La oficina del Tribunal Supremo ordenó al sheriff de Londres que llamase a las setenta y cinco personas inscritas en el libro de los jurados.
El sheriff adjunto seleccionó un grupo mediante sorteo; se informó a los presuntos jurados y se hizo pública la lista de sus nombres, para que quien quisiera pudiese inspeccionarla.
En Inglaterra es raro que se recuse a un jurado, porque es preciso aportar para ello una primera prueba de su incapacidad para el caso. De este modo se ahorran muchos días y semanas de discusiones inútiles en la sala del juzgado.
En Israel, cuatro hombres inquietos, dos mujeres y el médico de todo el grupo, continuaban justificando el viaje inminente.
En Varsovia, la doctora María Viskova recogía su visado. En Roumbouillet, en Bruselas, en Trieste, en Sausalito, en Amsterdam…, las dudas atormentaban, las pesadillas se repetían. El juicio se celebraría pronto. Todo aquel pasado se reanimaría.
La fecha del juicio se iba acercando, sin que ninguna de ambas partes mostrase la menor inclinación a negociar un arreglo. La causa que «jamás pasaría a los tribunales» estaba a punto de verse, y cada una de las dos partes se preguntaba qué sabía la otra, en realidad.
El bando de Cady estaba enfrascado en una extensa y urgente caza del hombre desaparecido —y desde tanto tiempo—, Egon Sobotnik, el escribiente sanitario de Jadwiga.
En Oxford, el doctor Mark Tesslar apartó la vista del microscopio y se colocó bien las gafas. Su mano no temblaba siquiera, detalle bastante notable para un hombre que acababa de ver la prueba de que tenía cáncer.

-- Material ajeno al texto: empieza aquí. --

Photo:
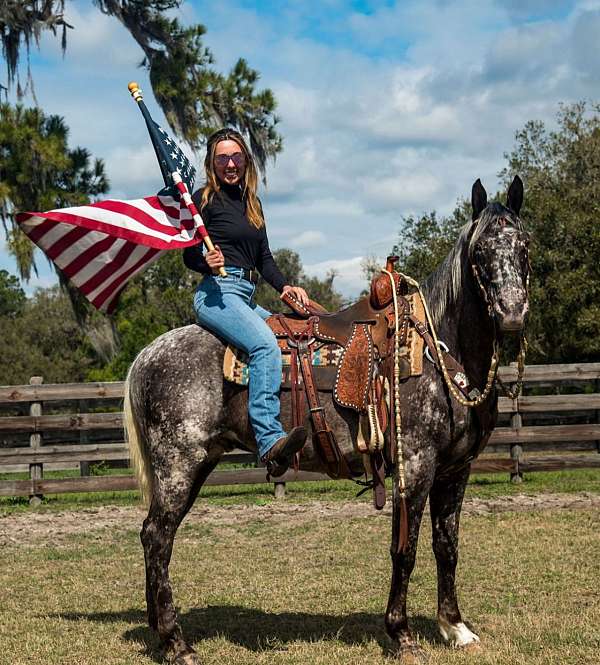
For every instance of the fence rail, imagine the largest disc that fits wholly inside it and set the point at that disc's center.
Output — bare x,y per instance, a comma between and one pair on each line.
32,427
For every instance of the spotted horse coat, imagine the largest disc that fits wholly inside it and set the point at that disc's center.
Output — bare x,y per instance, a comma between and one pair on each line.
181,416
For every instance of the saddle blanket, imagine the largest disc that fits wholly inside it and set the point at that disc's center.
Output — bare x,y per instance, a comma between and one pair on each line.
235,363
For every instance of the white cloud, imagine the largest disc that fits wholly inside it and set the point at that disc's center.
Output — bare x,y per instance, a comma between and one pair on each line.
383,115
308,239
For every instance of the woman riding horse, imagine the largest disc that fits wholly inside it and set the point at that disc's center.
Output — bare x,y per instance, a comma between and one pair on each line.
234,218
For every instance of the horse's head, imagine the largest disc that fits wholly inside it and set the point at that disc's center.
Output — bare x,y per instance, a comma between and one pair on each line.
499,256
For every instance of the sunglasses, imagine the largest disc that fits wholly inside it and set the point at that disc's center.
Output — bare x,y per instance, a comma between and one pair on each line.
236,157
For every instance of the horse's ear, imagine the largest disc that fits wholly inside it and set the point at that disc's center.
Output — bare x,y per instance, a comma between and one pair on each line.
514,198
478,199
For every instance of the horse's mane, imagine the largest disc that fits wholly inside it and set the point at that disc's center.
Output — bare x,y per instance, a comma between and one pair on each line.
445,284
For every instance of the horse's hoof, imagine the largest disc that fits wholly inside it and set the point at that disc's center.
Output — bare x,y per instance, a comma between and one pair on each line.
184,659
181,653
458,635
410,654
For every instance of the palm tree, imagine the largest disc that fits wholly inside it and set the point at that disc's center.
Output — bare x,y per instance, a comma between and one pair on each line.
195,98
38,171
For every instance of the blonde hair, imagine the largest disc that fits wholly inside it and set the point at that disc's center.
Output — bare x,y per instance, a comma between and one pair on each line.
253,208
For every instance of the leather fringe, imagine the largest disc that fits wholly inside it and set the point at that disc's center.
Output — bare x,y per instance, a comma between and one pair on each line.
403,531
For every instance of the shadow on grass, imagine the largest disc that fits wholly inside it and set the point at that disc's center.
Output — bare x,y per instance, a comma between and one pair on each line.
257,630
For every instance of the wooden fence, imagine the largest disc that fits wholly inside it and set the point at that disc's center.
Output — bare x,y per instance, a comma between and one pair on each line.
566,427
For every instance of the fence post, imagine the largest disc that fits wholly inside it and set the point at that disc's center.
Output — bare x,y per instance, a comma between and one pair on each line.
280,489
516,450
36,471
84,437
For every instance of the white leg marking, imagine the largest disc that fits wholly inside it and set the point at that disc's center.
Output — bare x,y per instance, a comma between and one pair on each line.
458,634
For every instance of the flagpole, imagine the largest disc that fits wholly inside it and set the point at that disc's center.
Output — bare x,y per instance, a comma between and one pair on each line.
136,93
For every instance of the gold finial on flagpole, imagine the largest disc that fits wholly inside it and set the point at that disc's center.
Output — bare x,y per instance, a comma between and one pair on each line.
135,91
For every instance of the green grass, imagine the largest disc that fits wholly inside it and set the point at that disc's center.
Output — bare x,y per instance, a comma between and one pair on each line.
481,486
306,591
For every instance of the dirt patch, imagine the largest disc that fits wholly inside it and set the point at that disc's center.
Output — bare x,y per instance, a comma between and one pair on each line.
45,528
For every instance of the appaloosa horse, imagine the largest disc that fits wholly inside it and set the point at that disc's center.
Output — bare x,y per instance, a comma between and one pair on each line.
181,416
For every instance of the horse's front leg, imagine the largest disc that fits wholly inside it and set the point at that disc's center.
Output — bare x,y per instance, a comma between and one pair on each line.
445,502
396,620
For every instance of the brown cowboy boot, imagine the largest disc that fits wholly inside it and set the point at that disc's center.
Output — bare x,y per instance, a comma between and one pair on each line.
280,456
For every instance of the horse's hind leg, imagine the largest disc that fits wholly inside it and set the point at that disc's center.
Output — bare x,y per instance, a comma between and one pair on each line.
445,502
171,500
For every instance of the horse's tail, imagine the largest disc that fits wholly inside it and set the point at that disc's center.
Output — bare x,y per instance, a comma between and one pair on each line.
138,451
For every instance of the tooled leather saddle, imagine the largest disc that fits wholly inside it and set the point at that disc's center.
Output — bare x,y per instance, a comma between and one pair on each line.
351,354
362,338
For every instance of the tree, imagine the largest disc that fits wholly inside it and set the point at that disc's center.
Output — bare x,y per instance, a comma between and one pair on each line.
290,265
12,296
561,170
195,98
38,171
162,299
44,339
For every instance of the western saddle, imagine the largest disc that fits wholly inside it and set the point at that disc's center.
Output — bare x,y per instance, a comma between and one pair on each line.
362,335
361,369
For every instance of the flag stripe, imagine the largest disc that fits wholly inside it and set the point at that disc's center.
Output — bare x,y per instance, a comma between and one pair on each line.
102,245
136,213
103,275
40,229
107,292
86,257
67,240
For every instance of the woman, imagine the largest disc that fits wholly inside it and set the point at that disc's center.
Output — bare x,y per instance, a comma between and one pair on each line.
234,219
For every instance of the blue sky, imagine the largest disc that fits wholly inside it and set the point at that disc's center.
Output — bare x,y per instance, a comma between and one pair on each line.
387,108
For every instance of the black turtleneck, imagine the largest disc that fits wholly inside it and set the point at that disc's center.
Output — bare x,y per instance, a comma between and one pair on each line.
242,244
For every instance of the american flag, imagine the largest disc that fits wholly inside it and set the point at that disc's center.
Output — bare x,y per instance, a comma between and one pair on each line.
99,247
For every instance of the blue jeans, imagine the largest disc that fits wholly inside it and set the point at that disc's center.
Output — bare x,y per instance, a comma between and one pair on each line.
225,306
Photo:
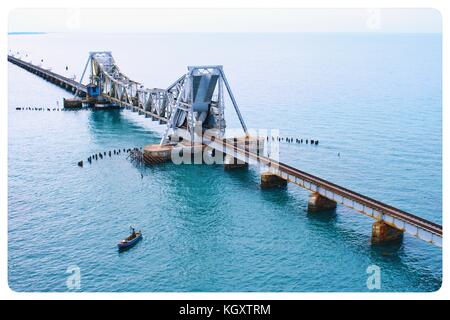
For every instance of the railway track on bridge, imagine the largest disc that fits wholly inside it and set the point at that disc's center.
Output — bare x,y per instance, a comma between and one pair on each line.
170,106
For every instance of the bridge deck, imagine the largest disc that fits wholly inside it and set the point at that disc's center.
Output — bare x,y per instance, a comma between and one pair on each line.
411,224
414,225
63,82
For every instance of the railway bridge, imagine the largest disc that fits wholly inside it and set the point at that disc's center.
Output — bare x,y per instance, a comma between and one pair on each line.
192,109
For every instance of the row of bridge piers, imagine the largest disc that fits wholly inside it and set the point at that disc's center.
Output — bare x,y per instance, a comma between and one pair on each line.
381,231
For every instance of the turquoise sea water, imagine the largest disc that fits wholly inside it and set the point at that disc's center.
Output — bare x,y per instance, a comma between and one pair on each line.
373,98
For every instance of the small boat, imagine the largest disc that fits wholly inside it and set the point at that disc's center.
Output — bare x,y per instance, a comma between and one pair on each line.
130,241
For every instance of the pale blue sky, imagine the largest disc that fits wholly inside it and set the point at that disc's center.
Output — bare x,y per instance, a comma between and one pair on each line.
225,20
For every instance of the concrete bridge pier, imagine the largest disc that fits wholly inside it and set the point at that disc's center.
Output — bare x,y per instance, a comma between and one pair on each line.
383,233
270,180
317,202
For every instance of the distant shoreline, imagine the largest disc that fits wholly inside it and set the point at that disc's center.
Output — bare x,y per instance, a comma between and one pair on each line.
20,33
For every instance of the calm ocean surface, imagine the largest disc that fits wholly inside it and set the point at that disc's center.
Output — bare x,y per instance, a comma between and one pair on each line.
374,98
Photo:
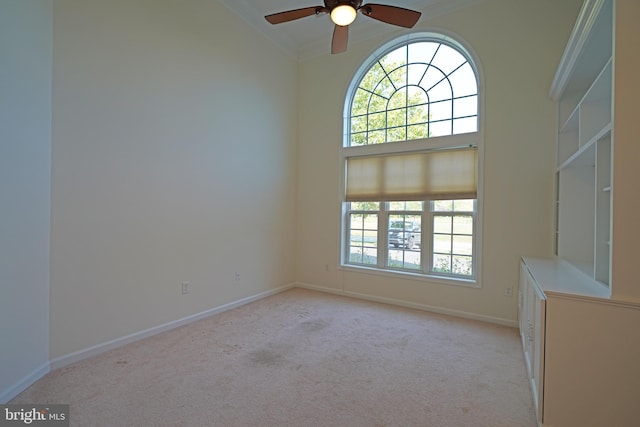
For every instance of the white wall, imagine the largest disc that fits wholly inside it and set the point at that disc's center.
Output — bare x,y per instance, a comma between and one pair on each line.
173,160
519,44
25,184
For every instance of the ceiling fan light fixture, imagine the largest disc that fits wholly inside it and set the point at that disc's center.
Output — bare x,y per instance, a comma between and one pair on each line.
343,15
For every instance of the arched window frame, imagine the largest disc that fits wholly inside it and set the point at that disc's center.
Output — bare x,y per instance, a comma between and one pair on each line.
385,210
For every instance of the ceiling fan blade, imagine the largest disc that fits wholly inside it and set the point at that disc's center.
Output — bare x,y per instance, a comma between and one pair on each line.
291,15
340,39
391,14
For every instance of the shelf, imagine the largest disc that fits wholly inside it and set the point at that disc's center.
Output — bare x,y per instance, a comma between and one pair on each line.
578,157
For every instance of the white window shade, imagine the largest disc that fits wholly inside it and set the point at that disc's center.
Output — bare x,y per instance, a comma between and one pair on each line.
439,174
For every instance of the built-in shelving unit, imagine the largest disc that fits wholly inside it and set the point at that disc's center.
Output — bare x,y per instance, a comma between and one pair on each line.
583,90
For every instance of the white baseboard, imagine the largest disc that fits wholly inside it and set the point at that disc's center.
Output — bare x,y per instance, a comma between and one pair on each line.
407,304
77,356
24,383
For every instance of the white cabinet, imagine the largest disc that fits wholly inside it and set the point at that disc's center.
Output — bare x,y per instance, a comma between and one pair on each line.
532,327
583,91
581,352
580,310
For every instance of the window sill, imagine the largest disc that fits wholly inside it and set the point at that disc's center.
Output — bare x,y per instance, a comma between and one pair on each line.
405,275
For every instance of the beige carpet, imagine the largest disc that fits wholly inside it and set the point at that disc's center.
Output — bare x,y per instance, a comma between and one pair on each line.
303,358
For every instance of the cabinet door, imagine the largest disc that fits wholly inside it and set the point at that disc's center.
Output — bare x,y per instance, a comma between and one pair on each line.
522,304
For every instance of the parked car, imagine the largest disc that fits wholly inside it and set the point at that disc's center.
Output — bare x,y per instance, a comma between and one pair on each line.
404,233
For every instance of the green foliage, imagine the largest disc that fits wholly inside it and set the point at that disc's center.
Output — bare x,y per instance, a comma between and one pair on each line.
386,108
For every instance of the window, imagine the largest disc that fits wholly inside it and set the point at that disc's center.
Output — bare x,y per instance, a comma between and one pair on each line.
411,161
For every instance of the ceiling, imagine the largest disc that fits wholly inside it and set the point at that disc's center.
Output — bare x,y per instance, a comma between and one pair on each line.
311,36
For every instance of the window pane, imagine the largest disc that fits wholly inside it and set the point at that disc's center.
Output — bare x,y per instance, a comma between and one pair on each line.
404,231
463,245
442,224
441,91
465,125
358,139
442,243
358,124
373,76
377,104
442,205
464,81
467,106
396,118
441,263
404,259
463,224
377,137
360,102
377,121
418,131
462,265
448,59
417,115
363,236
440,110
405,206
397,134
440,128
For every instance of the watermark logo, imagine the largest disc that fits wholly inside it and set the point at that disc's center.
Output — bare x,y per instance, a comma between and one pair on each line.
34,415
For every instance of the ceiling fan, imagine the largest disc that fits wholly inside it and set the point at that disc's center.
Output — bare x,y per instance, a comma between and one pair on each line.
344,13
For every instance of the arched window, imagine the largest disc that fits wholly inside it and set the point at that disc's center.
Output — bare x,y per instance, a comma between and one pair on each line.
411,163
421,89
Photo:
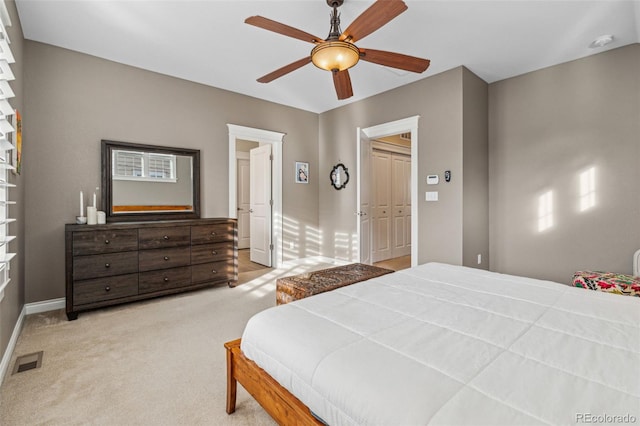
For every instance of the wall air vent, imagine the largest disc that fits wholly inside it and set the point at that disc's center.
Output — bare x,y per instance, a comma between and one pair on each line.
28,362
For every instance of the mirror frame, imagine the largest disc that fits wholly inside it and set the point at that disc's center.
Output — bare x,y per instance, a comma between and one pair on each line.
333,172
107,187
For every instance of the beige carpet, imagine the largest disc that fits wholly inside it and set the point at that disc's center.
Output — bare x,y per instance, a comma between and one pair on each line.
159,362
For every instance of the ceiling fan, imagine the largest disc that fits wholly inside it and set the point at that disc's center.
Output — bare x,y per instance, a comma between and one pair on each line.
337,53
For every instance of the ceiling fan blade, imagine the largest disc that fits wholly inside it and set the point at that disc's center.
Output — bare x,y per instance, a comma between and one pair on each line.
284,70
376,16
342,82
395,60
283,29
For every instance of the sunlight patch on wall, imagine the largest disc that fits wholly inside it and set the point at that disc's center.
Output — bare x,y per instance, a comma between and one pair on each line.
545,211
290,238
313,241
588,189
343,246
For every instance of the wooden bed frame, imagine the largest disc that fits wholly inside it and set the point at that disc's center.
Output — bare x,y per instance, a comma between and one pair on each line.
285,408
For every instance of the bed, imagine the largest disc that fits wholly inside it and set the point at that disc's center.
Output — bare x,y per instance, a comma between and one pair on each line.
443,344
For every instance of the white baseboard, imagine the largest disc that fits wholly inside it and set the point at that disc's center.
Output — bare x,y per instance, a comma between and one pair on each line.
45,306
6,359
28,309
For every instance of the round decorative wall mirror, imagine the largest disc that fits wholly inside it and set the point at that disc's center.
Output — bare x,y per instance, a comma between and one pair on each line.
339,176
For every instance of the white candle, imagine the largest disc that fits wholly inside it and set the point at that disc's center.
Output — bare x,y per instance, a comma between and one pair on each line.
92,216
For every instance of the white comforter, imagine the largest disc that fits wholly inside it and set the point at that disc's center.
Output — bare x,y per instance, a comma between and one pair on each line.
442,344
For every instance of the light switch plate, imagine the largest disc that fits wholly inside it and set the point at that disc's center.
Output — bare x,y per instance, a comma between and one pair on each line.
432,180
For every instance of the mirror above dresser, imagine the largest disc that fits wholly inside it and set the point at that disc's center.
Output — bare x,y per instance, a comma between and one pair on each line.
149,182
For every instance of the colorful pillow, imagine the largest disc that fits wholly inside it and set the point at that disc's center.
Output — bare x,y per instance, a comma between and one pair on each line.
609,282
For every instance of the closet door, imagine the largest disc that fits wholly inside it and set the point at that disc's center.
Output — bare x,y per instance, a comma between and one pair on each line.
407,204
400,190
382,208
243,202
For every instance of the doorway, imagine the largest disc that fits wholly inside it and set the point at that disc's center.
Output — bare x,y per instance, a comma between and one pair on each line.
391,198
273,221
408,126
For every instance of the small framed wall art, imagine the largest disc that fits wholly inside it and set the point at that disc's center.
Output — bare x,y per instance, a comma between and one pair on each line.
302,172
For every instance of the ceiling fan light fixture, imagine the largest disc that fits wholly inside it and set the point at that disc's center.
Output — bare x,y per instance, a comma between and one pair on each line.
335,55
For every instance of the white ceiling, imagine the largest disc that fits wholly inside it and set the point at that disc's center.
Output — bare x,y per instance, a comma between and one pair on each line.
208,42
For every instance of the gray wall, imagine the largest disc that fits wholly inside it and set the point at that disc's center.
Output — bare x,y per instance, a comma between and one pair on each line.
438,100
546,128
75,100
475,157
14,294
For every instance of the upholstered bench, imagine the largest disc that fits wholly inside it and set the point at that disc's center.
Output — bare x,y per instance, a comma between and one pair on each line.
608,281
300,286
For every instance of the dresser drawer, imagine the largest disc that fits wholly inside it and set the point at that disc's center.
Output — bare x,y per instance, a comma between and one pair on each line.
204,234
164,279
101,289
206,253
98,242
217,271
164,258
104,265
153,238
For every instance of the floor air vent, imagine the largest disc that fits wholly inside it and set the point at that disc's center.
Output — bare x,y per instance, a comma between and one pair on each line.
28,362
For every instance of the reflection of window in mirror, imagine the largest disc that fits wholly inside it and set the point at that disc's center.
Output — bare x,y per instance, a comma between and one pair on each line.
132,165
339,176
146,182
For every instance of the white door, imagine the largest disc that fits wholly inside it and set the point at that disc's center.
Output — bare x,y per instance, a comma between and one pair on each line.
382,208
260,204
243,201
363,194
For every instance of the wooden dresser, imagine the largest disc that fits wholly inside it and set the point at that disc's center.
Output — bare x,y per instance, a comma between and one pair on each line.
123,262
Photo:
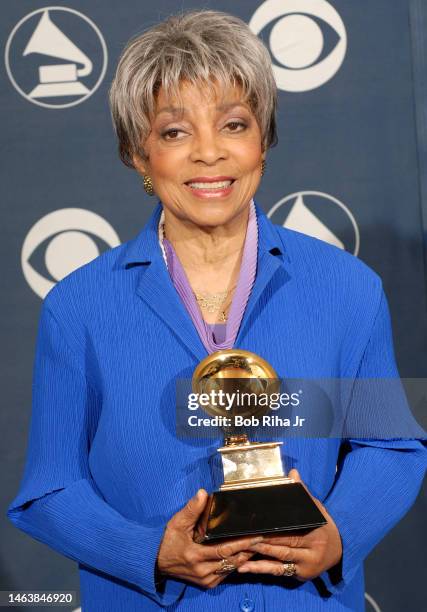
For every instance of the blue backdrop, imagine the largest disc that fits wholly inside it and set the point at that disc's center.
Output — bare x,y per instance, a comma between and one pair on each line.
350,168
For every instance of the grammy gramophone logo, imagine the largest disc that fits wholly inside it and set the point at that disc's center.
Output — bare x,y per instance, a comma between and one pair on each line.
56,57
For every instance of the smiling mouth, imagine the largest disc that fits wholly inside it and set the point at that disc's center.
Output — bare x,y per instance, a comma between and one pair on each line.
210,186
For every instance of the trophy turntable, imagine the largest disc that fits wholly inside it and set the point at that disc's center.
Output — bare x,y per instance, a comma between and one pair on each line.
256,496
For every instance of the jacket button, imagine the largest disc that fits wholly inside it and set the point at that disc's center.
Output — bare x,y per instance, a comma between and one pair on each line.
247,605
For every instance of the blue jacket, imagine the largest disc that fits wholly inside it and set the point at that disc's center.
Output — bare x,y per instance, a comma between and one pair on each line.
105,470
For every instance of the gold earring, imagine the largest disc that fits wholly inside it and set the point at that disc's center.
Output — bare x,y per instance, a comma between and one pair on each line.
263,167
148,184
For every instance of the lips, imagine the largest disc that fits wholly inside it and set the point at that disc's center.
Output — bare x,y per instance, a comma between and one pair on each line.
210,182
211,186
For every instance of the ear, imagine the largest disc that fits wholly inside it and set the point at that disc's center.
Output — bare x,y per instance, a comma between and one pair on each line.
139,164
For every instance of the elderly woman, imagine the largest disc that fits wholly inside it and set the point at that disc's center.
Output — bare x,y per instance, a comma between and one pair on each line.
107,482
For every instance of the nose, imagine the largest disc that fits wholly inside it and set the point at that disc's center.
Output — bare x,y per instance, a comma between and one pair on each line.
208,146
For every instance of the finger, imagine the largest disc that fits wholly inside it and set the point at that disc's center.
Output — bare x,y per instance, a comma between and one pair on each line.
206,570
189,515
292,541
263,567
283,553
295,475
229,548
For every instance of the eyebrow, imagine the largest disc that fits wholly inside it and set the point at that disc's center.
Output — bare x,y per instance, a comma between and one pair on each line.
174,110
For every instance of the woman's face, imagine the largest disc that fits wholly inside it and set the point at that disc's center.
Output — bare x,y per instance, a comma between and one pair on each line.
215,137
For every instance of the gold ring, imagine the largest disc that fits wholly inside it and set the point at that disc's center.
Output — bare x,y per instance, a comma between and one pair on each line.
289,569
220,556
226,567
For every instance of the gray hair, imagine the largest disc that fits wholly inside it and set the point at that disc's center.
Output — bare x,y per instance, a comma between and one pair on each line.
196,46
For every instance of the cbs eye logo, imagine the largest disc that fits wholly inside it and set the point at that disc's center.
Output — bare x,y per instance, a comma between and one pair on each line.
67,237
306,37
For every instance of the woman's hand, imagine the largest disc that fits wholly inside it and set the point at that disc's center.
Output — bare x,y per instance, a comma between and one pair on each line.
312,553
181,557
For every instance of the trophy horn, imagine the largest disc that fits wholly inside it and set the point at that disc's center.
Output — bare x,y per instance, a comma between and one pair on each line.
48,39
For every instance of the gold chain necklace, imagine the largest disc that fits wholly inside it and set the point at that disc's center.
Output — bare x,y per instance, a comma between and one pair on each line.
213,302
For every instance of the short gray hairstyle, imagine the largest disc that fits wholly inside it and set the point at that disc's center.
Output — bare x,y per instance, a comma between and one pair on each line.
199,46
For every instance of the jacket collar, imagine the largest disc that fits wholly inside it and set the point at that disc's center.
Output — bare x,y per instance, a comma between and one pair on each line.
156,288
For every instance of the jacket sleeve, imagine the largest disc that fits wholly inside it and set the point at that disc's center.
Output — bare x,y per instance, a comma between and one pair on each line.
378,479
58,502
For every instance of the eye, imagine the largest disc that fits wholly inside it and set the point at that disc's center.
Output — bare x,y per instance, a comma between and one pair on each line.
62,241
169,132
307,41
236,124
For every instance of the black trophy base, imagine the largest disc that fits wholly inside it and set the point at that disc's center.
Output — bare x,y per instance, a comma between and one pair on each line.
269,509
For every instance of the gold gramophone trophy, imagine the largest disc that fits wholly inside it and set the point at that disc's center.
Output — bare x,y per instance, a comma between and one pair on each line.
256,496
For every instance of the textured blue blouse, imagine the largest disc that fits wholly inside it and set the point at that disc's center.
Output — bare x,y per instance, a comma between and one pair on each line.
105,470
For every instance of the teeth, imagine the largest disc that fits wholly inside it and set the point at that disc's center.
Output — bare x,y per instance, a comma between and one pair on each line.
216,185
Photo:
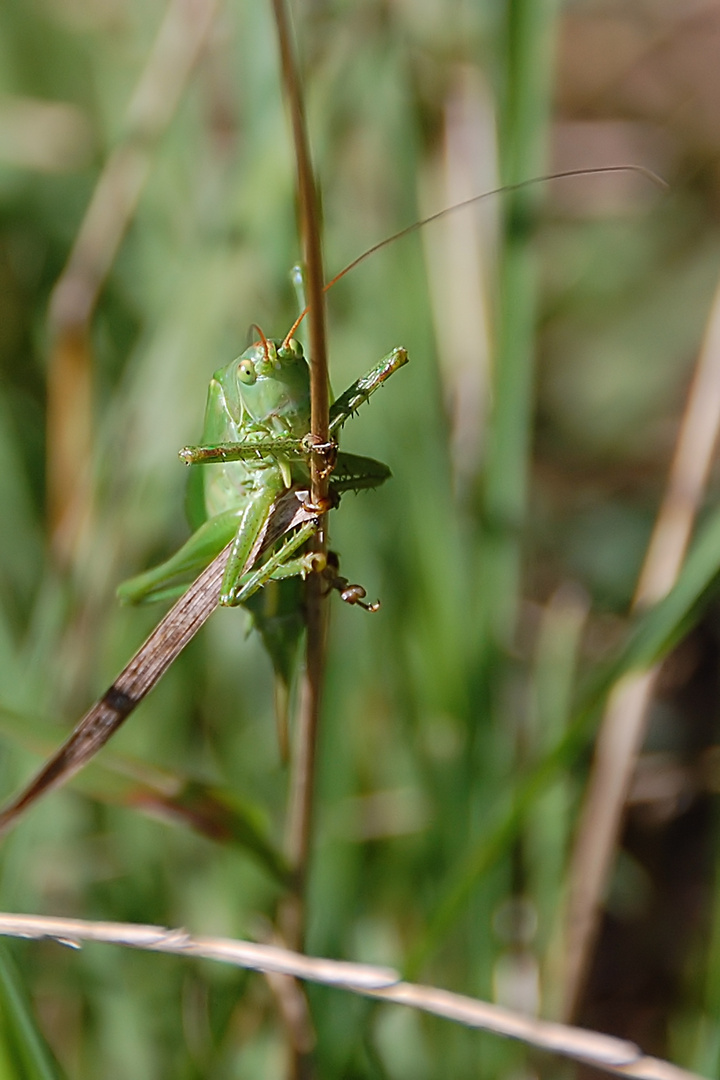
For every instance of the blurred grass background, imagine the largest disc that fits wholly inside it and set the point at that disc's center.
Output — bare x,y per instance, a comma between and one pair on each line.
552,337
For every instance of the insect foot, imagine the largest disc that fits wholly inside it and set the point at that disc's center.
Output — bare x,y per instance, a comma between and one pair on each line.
325,454
349,592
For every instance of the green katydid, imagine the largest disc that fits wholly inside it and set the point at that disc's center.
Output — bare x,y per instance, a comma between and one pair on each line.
250,501
255,447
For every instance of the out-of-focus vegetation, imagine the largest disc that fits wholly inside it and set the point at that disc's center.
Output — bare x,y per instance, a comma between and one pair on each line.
505,550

—Lo siento, Mark —dijo su colega.
—Creo que debemos realizar un examen exploratorio.
—Cuanto antes mejor.
Tesslar se encogió de hombros.
—En verdad, después de dos ataques cardíacos, no creo que salga de esta. Quiero que opere usted, Oscar. Todavía no me preocupa mucho si el cáncer es incurable o no. Usted debe mantenerme vivo como sea, hasta que haya prestado declaración. Más tarde, discutiremos lo que puede hacerse.